E se la Nefrologia ha fatto da apripista, l’ULSS 7 è intenzionata a estendere gradualmente questo modello anche ad altri reparti ospedalieri, come spiega il Direttore Sanitario Antonio Di Caprio: “Il 5 ottobre organizzeremo a Santorso un convegno su “Il percorso vaccinale per il paziente fragile”, al quale parteciperanno i primari dei diversi reparti ospedalieri. Diamo così attuazione ad un modello indicato dalla Regione Veneto che punta a innalzare i livelli di copertura vaccinale nelle fasce di popolazione più a rischio. Siamo partiti con la vaccinazione anti-pneumococco ma questo modello organizzativo potrà essere replicato anche per altre vaccinazioni, in base alle circostanze e ai livelli di rischio per le specifiche categorie di pazienti. Di fatto si va verso la costituzione di un ambulatorio vaccinazioni intraospedaliero. Citando il Piano Nazionale Prevenzione Vaccinale 2023 – 2025, è il momento di abbandonare l’approccio passivo di richiesta da parte del soggetto interessato per passare alla logica proattiva di un percorso vaccinale centrato sul paziente”.
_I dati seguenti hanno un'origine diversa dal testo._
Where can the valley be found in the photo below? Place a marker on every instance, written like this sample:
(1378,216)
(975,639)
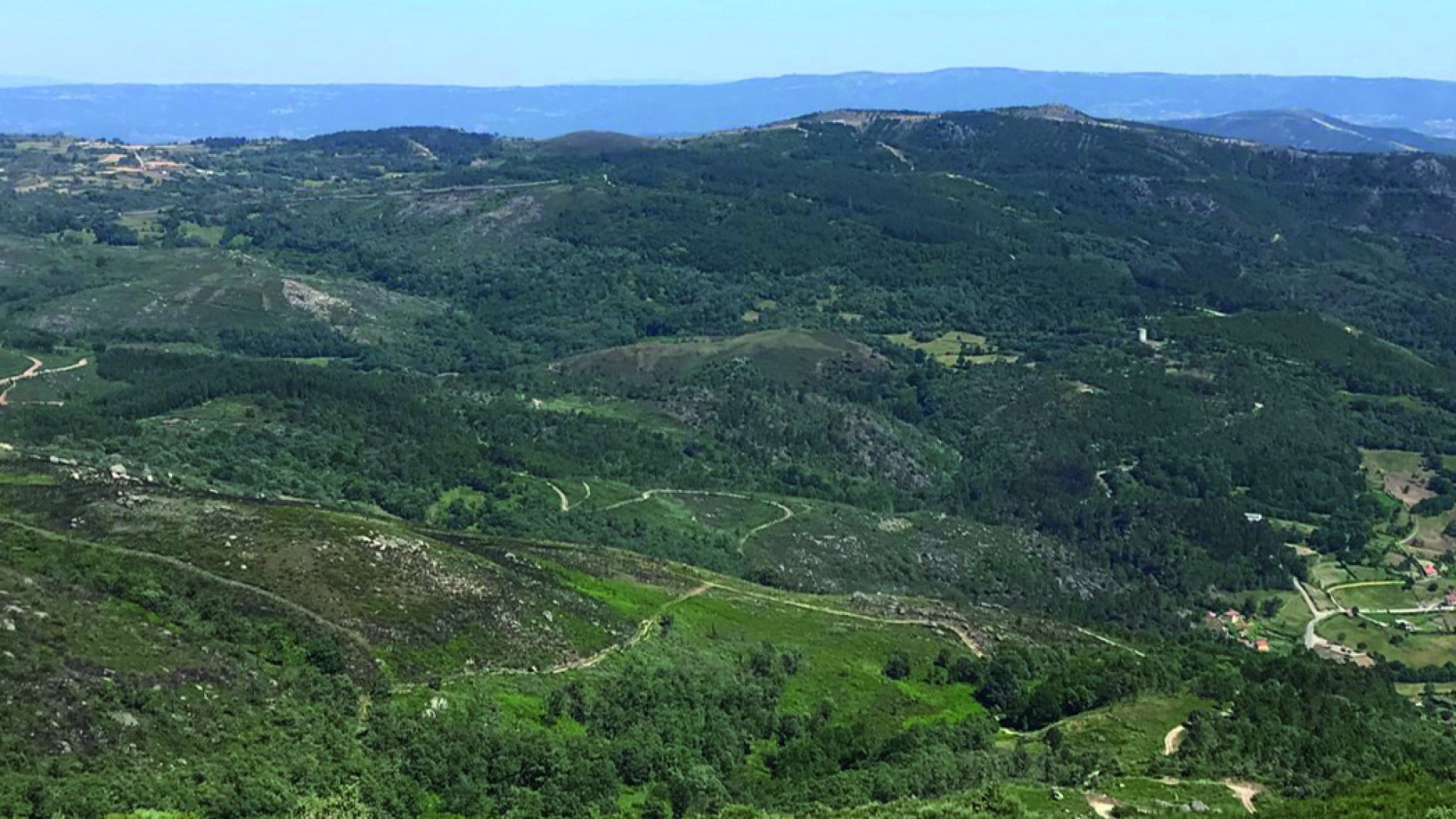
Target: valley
(873,464)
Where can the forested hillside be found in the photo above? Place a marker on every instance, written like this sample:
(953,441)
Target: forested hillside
(870,464)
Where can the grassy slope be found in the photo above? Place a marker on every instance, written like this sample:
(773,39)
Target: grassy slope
(218,607)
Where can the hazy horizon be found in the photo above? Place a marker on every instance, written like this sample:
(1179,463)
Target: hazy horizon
(457,42)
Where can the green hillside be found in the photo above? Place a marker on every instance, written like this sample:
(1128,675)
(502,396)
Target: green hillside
(867,464)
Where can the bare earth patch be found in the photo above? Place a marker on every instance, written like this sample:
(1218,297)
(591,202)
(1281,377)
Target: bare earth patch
(1407,488)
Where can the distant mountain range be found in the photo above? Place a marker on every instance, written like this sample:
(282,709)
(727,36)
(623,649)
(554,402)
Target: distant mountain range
(140,112)
(1310,130)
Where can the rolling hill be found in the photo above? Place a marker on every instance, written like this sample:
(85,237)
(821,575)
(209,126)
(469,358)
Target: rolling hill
(1310,130)
(868,461)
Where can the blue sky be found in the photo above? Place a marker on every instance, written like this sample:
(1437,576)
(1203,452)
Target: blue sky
(538,42)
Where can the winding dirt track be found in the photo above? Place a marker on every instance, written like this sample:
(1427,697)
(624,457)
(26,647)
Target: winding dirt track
(33,372)
(644,629)
(650,494)
(1174,741)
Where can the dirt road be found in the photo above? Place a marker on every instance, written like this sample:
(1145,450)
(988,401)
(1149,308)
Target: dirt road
(1174,741)
(34,372)
(644,629)
(1247,792)
(785,512)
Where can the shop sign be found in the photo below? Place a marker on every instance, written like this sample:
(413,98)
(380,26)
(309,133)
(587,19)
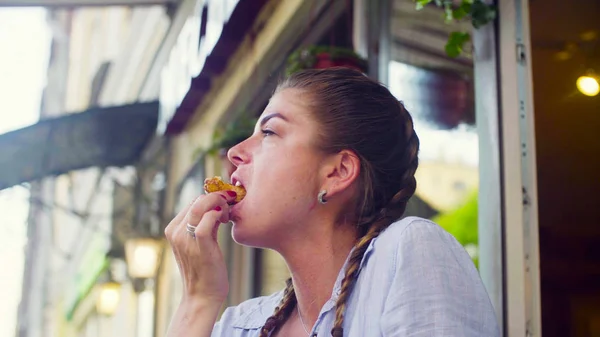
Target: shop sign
(189,54)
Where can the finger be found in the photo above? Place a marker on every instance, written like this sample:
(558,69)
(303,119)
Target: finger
(206,203)
(208,227)
(178,219)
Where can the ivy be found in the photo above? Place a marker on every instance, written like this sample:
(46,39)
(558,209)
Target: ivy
(477,11)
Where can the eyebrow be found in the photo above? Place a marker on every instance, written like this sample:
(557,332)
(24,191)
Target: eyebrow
(271,116)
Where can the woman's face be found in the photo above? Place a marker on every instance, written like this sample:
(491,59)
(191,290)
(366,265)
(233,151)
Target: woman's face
(279,166)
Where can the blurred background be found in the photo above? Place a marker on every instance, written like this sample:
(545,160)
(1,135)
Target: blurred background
(113,112)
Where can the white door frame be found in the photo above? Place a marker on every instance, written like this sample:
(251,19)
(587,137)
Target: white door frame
(521,234)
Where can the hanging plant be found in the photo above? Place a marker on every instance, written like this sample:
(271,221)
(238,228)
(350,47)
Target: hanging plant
(320,57)
(477,11)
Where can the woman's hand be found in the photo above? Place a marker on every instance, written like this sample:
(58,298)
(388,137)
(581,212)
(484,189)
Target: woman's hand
(198,255)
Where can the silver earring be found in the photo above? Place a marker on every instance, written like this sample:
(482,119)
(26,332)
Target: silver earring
(321,197)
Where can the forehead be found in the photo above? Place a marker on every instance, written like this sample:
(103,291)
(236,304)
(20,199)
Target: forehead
(291,104)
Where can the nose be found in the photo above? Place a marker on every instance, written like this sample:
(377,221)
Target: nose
(236,155)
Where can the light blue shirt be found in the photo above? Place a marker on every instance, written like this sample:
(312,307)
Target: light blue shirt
(415,280)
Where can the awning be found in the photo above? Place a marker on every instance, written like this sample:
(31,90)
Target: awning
(111,136)
(79,3)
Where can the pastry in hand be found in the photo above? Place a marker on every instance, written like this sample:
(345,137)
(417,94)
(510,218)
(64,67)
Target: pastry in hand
(216,184)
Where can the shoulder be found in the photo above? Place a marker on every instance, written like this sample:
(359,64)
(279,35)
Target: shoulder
(250,314)
(434,283)
(419,243)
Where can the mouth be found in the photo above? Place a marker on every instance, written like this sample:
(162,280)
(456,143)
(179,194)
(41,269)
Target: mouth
(235,181)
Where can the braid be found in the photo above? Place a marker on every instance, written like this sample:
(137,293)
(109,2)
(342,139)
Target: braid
(378,222)
(282,311)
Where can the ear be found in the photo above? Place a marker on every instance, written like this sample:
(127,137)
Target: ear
(340,172)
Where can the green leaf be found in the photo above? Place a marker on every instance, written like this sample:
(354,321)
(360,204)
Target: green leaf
(448,12)
(482,13)
(422,3)
(463,10)
(456,42)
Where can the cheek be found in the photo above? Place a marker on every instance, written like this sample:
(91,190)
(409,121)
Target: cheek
(286,186)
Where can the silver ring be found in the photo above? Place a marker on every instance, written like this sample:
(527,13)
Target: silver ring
(191,230)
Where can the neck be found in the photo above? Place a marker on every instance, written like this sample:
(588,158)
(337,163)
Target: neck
(314,261)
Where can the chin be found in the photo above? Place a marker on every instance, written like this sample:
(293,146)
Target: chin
(247,235)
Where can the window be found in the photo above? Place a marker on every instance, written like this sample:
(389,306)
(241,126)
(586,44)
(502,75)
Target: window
(438,91)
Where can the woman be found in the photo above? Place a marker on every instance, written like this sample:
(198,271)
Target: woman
(328,172)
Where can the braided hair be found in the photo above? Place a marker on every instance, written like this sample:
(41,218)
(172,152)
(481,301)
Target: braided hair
(356,113)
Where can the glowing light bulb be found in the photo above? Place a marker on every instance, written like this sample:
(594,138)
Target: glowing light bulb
(588,85)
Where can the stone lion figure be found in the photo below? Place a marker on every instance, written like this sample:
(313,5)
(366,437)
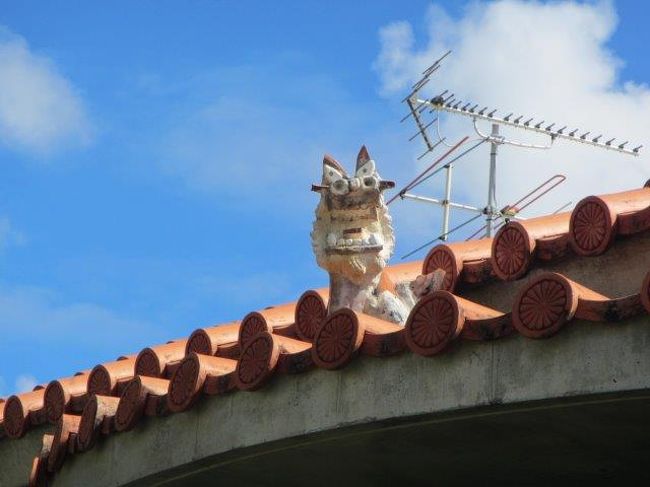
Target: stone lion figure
(353,239)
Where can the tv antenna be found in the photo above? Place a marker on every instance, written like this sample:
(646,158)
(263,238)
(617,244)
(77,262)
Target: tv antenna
(420,108)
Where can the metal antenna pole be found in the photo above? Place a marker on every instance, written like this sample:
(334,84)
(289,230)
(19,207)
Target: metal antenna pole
(445,204)
(492,199)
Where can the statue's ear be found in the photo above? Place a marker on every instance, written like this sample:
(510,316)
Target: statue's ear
(365,165)
(332,170)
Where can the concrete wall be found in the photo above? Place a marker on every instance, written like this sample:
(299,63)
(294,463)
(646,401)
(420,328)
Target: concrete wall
(584,359)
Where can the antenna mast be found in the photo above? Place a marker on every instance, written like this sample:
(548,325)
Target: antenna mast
(420,107)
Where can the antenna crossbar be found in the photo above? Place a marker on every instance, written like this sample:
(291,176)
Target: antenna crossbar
(439,105)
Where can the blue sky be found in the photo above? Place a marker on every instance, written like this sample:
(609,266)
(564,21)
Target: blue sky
(156,157)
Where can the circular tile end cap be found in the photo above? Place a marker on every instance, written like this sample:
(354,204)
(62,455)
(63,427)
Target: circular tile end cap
(337,340)
(199,342)
(512,251)
(311,311)
(433,323)
(544,305)
(591,229)
(147,363)
(257,361)
(99,381)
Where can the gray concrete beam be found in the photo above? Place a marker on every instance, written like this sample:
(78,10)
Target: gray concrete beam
(582,360)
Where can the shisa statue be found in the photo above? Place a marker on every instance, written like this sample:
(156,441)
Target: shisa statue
(353,239)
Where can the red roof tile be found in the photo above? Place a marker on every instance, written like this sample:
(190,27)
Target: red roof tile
(294,337)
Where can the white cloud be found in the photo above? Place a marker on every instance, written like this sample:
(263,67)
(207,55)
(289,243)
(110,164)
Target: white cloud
(40,110)
(550,60)
(25,383)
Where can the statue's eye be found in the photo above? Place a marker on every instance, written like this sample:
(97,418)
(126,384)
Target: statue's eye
(340,187)
(370,182)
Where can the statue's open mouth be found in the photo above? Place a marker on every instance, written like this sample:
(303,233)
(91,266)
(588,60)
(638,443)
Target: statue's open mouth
(354,240)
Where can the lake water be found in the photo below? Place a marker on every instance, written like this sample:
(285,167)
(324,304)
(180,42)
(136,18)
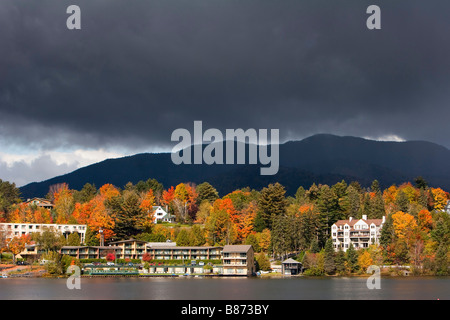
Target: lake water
(295,288)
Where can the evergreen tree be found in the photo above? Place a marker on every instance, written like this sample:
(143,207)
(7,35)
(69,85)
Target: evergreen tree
(329,257)
(352,258)
(402,201)
(441,260)
(263,262)
(86,194)
(329,213)
(253,241)
(9,195)
(197,235)
(300,195)
(375,187)
(129,217)
(90,238)
(315,248)
(376,208)
(387,232)
(207,192)
(421,183)
(340,261)
(281,237)
(354,198)
(183,238)
(272,203)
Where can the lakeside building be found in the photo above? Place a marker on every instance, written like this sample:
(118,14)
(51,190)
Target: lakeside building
(170,252)
(91,252)
(238,259)
(20,229)
(162,215)
(291,267)
(40,202)
(360,232)
(235,260)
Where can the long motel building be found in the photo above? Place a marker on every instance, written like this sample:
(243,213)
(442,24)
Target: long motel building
(235,260)
(361,233)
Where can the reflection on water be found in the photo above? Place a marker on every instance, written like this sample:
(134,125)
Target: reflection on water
(300,288)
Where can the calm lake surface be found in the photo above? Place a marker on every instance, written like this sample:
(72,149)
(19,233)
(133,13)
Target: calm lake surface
(295,288)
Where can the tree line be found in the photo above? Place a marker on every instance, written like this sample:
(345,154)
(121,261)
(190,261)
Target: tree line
(416,231)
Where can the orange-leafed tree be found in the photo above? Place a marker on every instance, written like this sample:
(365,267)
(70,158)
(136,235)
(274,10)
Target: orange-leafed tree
(247,219)
(405,227)
(146,205)
(108,191)
(424,220)
(99,218)
(439,198)
(17,244)
(64,204)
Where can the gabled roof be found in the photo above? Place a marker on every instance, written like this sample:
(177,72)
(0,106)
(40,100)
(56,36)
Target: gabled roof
(291,261)
(352,222)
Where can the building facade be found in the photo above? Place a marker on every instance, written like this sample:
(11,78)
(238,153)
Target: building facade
(361,233)
(238,260)
(20,229)
(161,215)
(235,260)
(91,252)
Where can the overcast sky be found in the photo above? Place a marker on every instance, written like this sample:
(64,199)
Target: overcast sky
(137,70)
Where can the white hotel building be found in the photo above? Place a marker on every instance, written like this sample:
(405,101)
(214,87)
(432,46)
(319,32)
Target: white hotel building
(19,229)
(360,232)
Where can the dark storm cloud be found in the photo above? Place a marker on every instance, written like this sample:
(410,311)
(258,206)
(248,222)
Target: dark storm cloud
(140,69)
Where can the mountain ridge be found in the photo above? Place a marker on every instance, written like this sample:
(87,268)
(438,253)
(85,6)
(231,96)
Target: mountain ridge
(321,158)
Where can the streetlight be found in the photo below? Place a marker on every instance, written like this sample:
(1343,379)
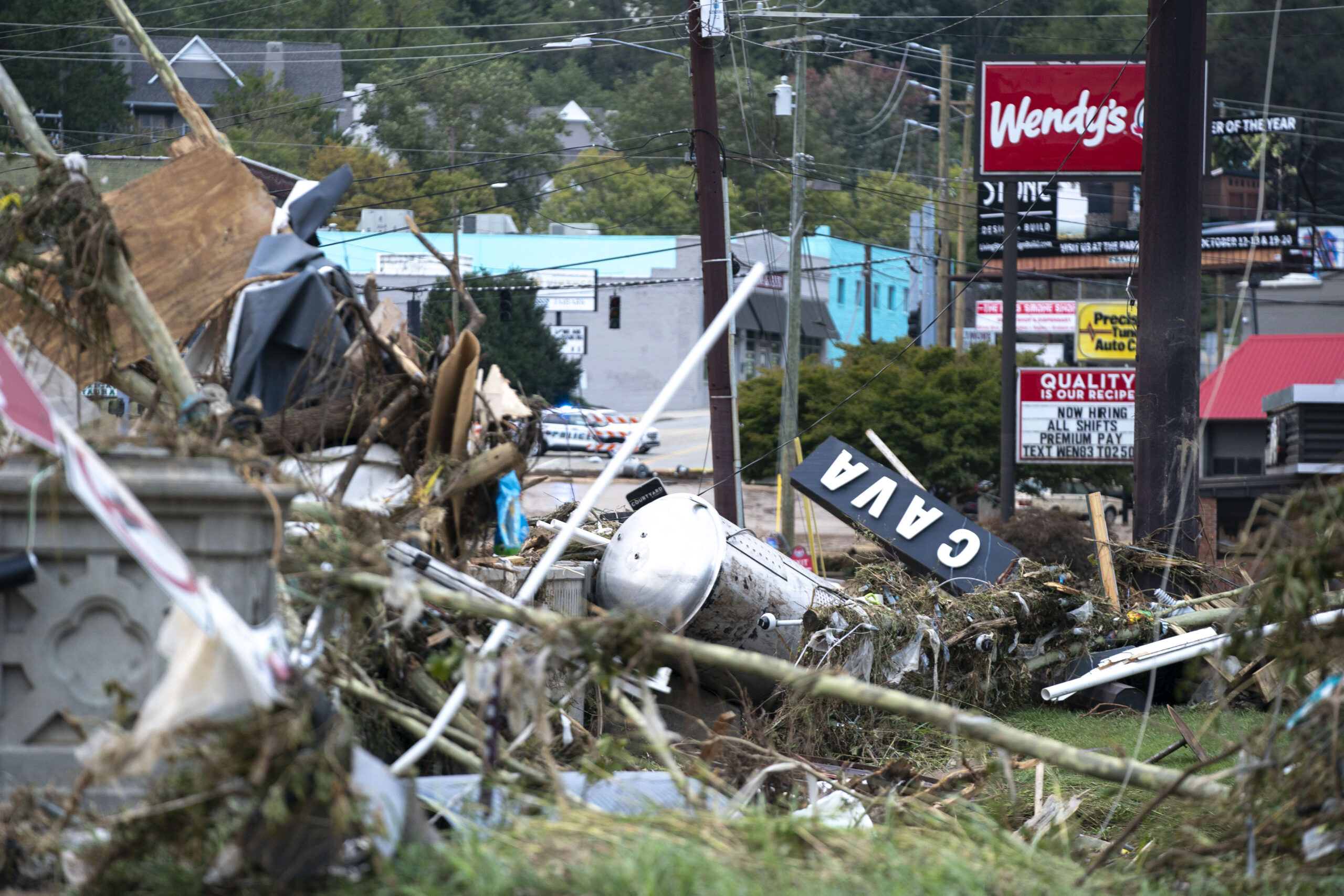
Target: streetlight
(584,41)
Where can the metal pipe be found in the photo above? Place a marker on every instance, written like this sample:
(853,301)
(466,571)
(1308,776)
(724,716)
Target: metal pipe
(1164,653)
(505,632)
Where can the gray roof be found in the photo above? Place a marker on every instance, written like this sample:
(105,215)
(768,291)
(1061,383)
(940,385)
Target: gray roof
(304,68)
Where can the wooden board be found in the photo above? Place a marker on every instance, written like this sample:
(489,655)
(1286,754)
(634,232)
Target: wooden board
(191,227)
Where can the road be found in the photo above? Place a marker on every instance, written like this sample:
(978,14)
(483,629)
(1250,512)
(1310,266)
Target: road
(685,441)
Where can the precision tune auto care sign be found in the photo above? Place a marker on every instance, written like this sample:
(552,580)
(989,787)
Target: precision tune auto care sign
(921,529)
(1076,416)
(1070,114)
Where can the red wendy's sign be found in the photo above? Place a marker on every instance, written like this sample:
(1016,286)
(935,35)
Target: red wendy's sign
(1083,117)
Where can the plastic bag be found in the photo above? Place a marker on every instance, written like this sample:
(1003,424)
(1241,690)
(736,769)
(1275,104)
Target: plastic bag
(510,525)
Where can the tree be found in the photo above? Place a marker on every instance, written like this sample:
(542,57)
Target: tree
(248,113)
(88,92)
(382,184)
(937,412)
(523,347)
(622,198)
(480,111)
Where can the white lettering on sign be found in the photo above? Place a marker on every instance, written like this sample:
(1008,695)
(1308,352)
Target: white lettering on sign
(1096,121)
(842,473)
(917,519)
(1076,416)
(879,493)
(971,547)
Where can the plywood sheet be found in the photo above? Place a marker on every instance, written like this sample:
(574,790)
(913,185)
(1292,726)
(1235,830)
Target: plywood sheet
(191,227)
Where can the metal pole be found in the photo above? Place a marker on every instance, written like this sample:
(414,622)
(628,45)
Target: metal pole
(1009,370)
(714,261)
(793,339)
(942,244)
(1167,388)
(867,292)
(965,217)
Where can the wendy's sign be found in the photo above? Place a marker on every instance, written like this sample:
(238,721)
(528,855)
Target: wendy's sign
(1037,116)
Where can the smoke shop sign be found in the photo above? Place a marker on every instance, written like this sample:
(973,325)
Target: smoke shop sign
(1073,416)
(928,534)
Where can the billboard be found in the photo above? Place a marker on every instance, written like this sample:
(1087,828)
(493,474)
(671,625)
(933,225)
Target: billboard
(1049,215)
(1076,416)
(1041,116)
(1033,318)
(1107,332)
(566,289)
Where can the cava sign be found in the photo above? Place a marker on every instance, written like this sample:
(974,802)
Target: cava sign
(928,534)
(1074,416)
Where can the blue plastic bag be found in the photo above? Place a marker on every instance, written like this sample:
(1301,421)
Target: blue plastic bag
(510,525)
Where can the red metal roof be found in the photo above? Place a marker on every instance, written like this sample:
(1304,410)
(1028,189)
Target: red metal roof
(1265,364)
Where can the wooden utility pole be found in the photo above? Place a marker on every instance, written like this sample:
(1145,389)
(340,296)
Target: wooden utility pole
(793,340)
(1167,387)
(944,289)
(867,291)
(965,214)
(1009,363)
(1221,312)
(714,262)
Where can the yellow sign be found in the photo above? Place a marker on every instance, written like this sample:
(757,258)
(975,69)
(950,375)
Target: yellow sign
(1107,331)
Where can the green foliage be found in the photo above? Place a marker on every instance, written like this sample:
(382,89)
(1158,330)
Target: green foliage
(523,347)
(939,413)
(288,141)
(622,198)
(382,184)
(88,90)
(480,112)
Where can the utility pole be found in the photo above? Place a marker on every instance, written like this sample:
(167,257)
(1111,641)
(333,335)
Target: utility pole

In questa prospettiva, commenta il dott. Lorenzo Bulegato, direttore del SISP dell’ULSS 7 Pedemontana, “L’Ospedale viene visto come punto di partenza del percorso vaccinale dei pazienti più fragili dove ciascun medico, indipendentemente dalla propria specializzazione, in stretta collaborazione con il Medico e le Assistenti Sanitarie dell’Igiene Pubblica può svolgere un ruolo da protagonista nella corretta informazione del paziente sui benefici della pratica vaccinale e nell’avvio del percorso che porta alla protezione del malato da patologie infettive talora importanti”.

Si realizza così un innovativo modello di integrazione tra ospedale e territorio: “Tipicamente le vaccinazioni sono un’attività svolta a livello territoriale – spiega il Direttore Generale dell’ULSS 7 Pedemontana Carlo Bramezza – ma in questo modo andiamo a intercettare i pazienti direttamente nei reparti che li hanno in carico. Non solo, molto importante in tutto questo è anche il ruolo dei medici delle unità operative ospedaliere coinvolte, che conoscono i pazienti perché li seguono nel tempo e, proprio per il rapporto che hanno costruito con i loro assistiti, sono in grado di spiegare nel modo più efficace l’importanza della vaccinazione. Il tutto offrendo ai pazienti anche un vantaggio pratico, perché si cercherà di effettuare la vaccinazione in ospedale in occasione di visite o trattamenti già previsti, dunque evitando ai pazienti la necessità di recarsi appositamente in una sede di vaccinazione”.